İslam Peygamberinin  yaşadığını önemli olaylardan biri de  yarenleri ile beraber Mekke'den Medine'ye hicretleridir.  Medine'de İslam'ın yayılmasının ardından  Allah Resulü  Mekke Müslümanlarından  daha fazla eziyet ve zulüm görmemek için  Medine'ye  hicret etmelerini istedi. Çoğu Müslümanlar ise azar azar ve yavaş yavaş  gizli bir şekilde Mekke'den çıktılar ve  çok az sayıda Müslüman Mekke'de kalmaya devam etti. 

Kureyşliler   Allah Resulü Hz. Muhammed saa'in  Medine'de yarenlerinin arttığını ve Mekkede'ki Müslümanların da onlara katılmasını görünce  Allah Resulü'nün de onlara katılacağını  öngörüp bu yüzden  Hz. Muhammed'i yatağında iken öldürmeye ant içtiler.  Bu sırada Cebrail as  Allah Resulüne  olayı anlattı ve Kureyşlilerin şom planından onu haberdar edip geceyi yatağına yatmamasını istedi.  
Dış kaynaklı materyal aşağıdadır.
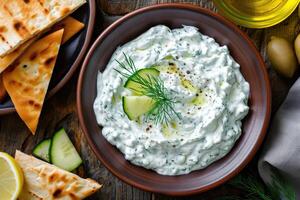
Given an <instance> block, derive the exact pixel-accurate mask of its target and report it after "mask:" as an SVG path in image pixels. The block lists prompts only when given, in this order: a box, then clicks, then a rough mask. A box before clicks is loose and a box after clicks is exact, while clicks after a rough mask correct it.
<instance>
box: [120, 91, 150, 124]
mask: <svg viewBox="0 0 300 200" xmlns="http://www.w3.org/2000/svg"><path fill="white" fill-rule="evenodd" d="M122 102H123V110H124V112H125V113H126V115H127V116H128V118H129V119H130V120H135V119H137V118H138V117H139V116H141V115H143V114H145V113H147V112H149V111H150V110H151V109H152V108H153V107H154V106H155V101H154V100H153V99H152V98H150V97H147V96H125V97H123V98H122Z"/></svg>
Artık gecenin geç saatleri idi. Kureyşliler  Allah Resulünün etrafında toplanmış ve onun uyumasını bekliyorlardır. Böylece şom planlarını gerçekleştirmek için saniyeleri geri sayıyorlardı.  Ancak bu gecede Ali bin Ebi Talip as  Allah Resulünün yatağına yatmıştı. Böylece Allah Resulü de Mekke'den Medine'ye doğru yola çıkmışlardı. 
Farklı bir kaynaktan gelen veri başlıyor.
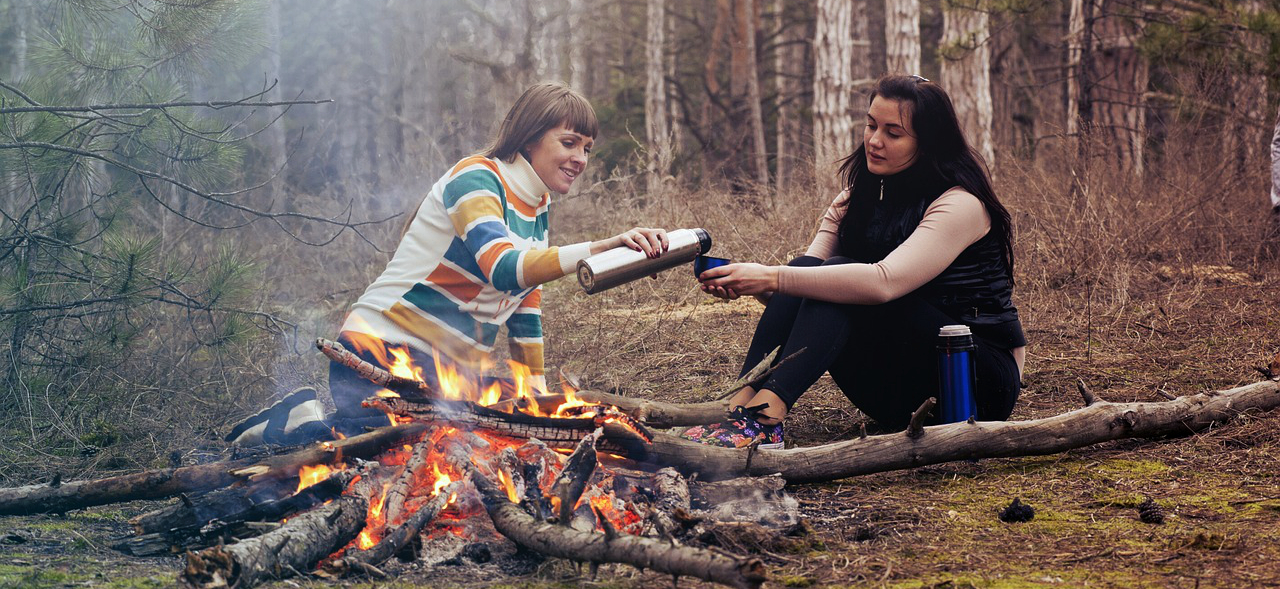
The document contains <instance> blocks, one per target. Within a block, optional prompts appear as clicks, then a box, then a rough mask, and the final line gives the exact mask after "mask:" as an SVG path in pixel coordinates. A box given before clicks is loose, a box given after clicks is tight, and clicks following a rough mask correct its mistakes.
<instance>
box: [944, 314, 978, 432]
mask: <svg viewBox="0 0 1280 589" xmlns="http://www.w3.org/2000/svg"><path fill="white" fill-rule="evenodd" d="M975 350H977V348H974V344H973V333H972V332H970V330H969V325H943V327H942V329H938V405H941V406H942V423H943V424H951V423H955V421H965V420H968V419H969V417H972V416H975V415H977V414H978V403H977V402H975V401H974V398H973V387H974V379H975V373H974V351H975Z"/></svg>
Allah Resulü Hz. Muhammed saa Mekke halkının  en emanettar ismi  olarak tanınıyordu. Öyle ki her Mekkeli gerektiğinde mal varlığını ona emanet ediyordu.  Bu yüzden  Allah Resulü  Medine'ye doğru yola çıkmadan önce her şeyden ziyade  Ali as'a  insanlar arasında  Muhammed yanında emaneti veya malı olan herkesin gelip onu teslim almasını bildirmesini istedi.  Emanetler sahiplerine teslim edildikten sonra Allah Resulünün talimatı üzerine  Ali as ayrıca Peygamber Efendimiz'in kızı Hz. Fatıma as ve  kendi annesi Fatıma'yı ayrıca Zübeyr kızı Fatıma'yı kalan Müslümanlar ile beraber  Medine'ye götürmeli idi. 
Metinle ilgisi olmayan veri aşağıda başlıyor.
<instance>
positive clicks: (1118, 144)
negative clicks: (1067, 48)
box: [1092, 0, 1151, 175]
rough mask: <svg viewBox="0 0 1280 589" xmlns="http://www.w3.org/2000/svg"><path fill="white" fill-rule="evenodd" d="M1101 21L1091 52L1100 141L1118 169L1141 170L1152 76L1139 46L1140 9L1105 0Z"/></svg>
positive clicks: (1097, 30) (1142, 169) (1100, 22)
Ebu Sufyan ise Ali as, Allah Resulü ailesi ve diğer Müslümanların Medine'ye doğru hareketlerinden haberdar olduğunda  hemen  onları yakalamak üzere bir grup gönderdi.  Ali as'ın  ufacık kafilesi gecenin karanlığında, düz ve siyaha bürünmüş Hicaz çöllerinde yavaş yavaş ilerliyordu.  Bu kafile Zaccenan dağının eteğine varınca birden bire 8 kadar silahlı ve maskeli  Kureyşli kafir süvari  pusularından çıkıp  kafilenin önünü kestiler.  

Bu sırada Ali as  hemen  kafilesinden Eymen ve Ebu Vakıd isimli iki kişiye şöyle emretti:" Siz develere diz çöktürün ve ayaklarını bağlayın.  " Ali as bunu söyleyip ardından kılıcını kınından çekip saldırganlara karşı direndi.  Saldırganlar ise Ali as'a iğneli sözleri ile şöyle hitap ettiler:"  Kadınlar ile beraber kaçıp kendini kurtaracağını mı sandın?    Hemen Mekke'ye geri dön... "  Ali as ise şöyle buyurdular:"  Ya dönmezsem? "

Onlar ise "  O zaman seni, sana ölümden daha beter olan  horluk ve zilletle geri götürürüz. 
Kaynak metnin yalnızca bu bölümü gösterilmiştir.